El concurso preventivo de la firma de electrodomésticos no es un episodio aislado. Es el síntoma de una transformación silenciosa que está redefiniendo las reglas del capitalismo local.

Cuando Dante Do Sun Choi, fundador de Peabody, le dijo a Infobae que «la ilegalidad tomó todo el mercado argentino», no estaba haciendo catarsis empresarial ni buscando cobertura mediática para su concurso preventivo. Estaba describiendo, con la precisión de quien lo vivió desde adentro, un proceso de desinstitucionalización económica que lleva años desarrollándose y que la coyuntura actual aceleró sin freno visible.

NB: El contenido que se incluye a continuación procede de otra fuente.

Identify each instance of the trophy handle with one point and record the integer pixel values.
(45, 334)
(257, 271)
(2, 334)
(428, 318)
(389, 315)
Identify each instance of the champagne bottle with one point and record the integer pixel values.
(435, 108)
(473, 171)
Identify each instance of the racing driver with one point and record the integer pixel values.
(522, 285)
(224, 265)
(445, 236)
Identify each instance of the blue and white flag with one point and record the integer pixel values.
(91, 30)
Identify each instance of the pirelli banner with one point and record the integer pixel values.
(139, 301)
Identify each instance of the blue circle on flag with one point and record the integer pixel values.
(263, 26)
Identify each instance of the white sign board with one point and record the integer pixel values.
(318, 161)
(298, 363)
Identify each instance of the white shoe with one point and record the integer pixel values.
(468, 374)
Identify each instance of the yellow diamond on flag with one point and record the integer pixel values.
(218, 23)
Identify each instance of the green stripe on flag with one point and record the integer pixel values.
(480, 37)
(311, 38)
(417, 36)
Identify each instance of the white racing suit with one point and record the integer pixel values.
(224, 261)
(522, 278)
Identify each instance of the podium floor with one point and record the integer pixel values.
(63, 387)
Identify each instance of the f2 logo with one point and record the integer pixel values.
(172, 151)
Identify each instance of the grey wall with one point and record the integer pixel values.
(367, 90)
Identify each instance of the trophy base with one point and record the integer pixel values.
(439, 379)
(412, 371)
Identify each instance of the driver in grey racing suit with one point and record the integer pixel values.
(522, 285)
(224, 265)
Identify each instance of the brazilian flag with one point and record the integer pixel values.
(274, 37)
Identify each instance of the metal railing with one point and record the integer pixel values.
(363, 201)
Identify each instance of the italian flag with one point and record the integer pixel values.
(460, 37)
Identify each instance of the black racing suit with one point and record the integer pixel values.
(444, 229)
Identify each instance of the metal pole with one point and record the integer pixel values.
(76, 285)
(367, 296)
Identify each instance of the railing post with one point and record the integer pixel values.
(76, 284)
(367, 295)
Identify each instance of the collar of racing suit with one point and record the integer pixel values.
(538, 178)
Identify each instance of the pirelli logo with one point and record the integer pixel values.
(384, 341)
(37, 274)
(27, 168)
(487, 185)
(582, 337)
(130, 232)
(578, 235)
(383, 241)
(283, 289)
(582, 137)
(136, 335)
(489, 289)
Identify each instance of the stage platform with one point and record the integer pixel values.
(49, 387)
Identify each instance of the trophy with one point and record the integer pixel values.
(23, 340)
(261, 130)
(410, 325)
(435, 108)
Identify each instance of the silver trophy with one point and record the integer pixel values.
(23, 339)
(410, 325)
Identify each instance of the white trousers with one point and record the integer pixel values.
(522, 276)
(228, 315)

El caso Peabody merece análisis porque excede a Peabody. Es la historia de una empresa que hizo todo bien —innovó, registró propiedad intelectual, cumplió normas, pagó impuestos, generó empleo— y que igualmente terminó en el borde del colapso. No por mala gestión ni por errores estratégicos, sino porque el entorno en el que operaba dejó de premiar ese comportamiento.

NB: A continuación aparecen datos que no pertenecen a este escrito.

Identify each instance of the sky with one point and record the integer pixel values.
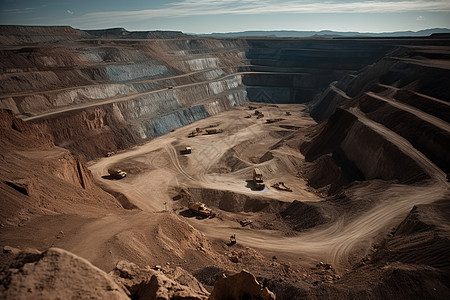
(209, 16)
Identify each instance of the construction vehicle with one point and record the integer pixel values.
(193, 133)
(282, 187)
(258, 179)
(245, 222)
(214, 131)
(268, 121)
(201, 209)
(116, 173)
(186, 150)
(232, 240)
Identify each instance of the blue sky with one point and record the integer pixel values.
(206, 16)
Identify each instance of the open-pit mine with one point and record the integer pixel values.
(159, 165)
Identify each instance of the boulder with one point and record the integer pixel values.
(56, 274)
(240, 286)
(148, 283)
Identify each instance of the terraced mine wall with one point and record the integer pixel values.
(104, 92)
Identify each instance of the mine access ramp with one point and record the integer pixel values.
(258, 179)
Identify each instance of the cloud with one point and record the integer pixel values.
(18, 10)
(254, 7)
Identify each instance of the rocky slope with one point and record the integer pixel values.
(119, 88)
(381, 154)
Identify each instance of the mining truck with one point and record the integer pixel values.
(214, 131)
(201, 209)
(186, 150)
(258, 179)
(116, 173)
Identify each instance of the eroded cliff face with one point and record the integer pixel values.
(45, 180)
(105, 91)
(390, 120)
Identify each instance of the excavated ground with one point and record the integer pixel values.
(368, 215)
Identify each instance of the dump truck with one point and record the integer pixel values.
(193, 134)
(214, 131)
(201, 209)
(116, 173)
(258, 179)
(246, 222)
(186, 150)
(268, 121)
(282, 186)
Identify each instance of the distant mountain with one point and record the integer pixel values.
(327, 33)
(122, 33)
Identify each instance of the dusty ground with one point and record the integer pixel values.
(224, 162)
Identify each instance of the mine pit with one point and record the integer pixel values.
(313, 168)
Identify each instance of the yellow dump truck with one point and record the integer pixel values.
(258, 179)
(186, 150)
(201, 209)
(116, 173)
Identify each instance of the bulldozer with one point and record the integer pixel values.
(258, 179)
(116, 173)
(201, 209)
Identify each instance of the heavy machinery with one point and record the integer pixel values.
(282, 186)
(258, 179)
(246, 222)
(186, 150)
(214, 131)
(201, 209)
(116, 173)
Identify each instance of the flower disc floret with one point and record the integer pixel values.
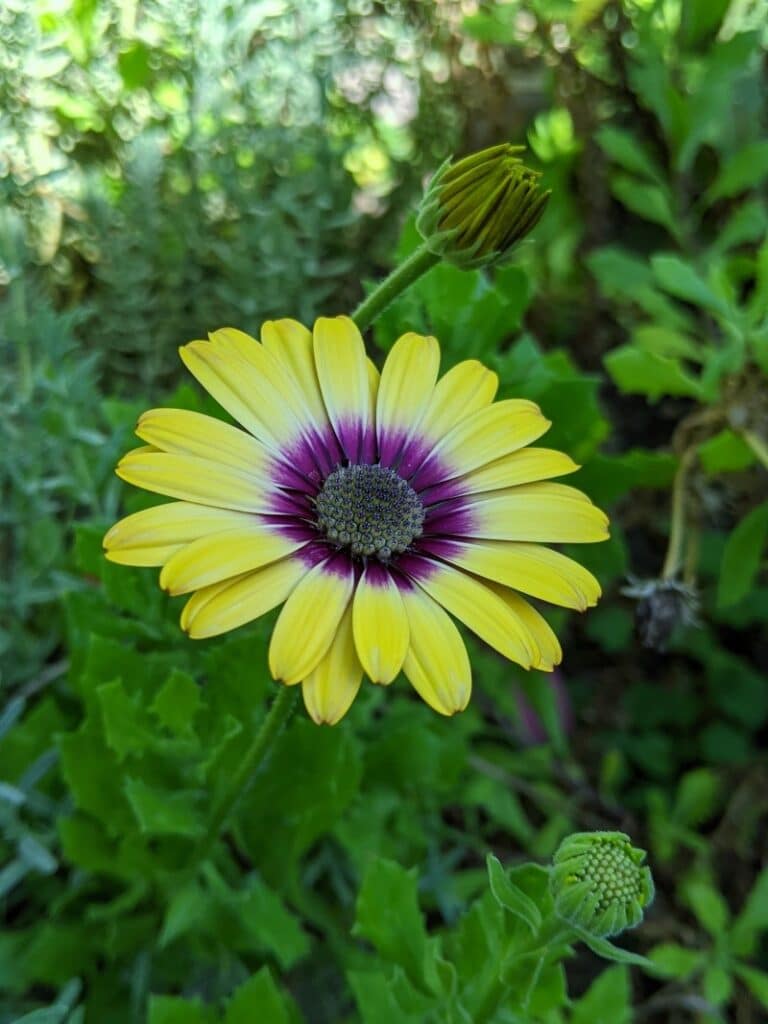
(370, 510)
(599, 882)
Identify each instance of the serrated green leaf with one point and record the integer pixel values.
(260, 999)
(510, 897)
(636, 372)
(742, 556)
(608, 951)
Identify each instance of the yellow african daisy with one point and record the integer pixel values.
(375, 507)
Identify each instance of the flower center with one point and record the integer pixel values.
(371, 510)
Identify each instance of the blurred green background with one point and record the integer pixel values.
(170, 167)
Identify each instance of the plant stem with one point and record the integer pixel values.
(674, 557)
(400, 279)
(758, 445)
(254, 757)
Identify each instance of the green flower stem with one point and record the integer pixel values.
(255, 756)
(400, 279)
(758, 445)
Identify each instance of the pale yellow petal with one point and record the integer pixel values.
(550, 652)
(195, 479)
(531, 568)
(220, 556)
(151, 537)
(291, 343)
(436, 663)
(249, 393)
(491, 433)
(309, 620)
(407, 386)
(525, 466)
(183, 432)
(344, 379)
(466, 388)
(483, 611)
(380, 626)
(330, 689)
(223, 606)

Cuando la formalidad se vuelve desventaja competitiva

El núcleo del problema que plantea Choi es conceptualmente serio: en determinadas condiciones de mercado, cumplir la ley se convierte en una desventaja. Si un competidor ingresa productos subfacturados, evade certificaciones obligatorias y opera fuera del sistema tributario, puede ofrecer el mismo artículo a un tercio del precio. El consumidor —racional en su lógica individual— elige el precio. El productor formal queda fuera del mercado. Y el Estado, que debería ser el árbitro que garantiza las reglas de juego, aparece en el relato de Choi como un actor lento, ineficiente y en algunos tramos cómplice por omisión.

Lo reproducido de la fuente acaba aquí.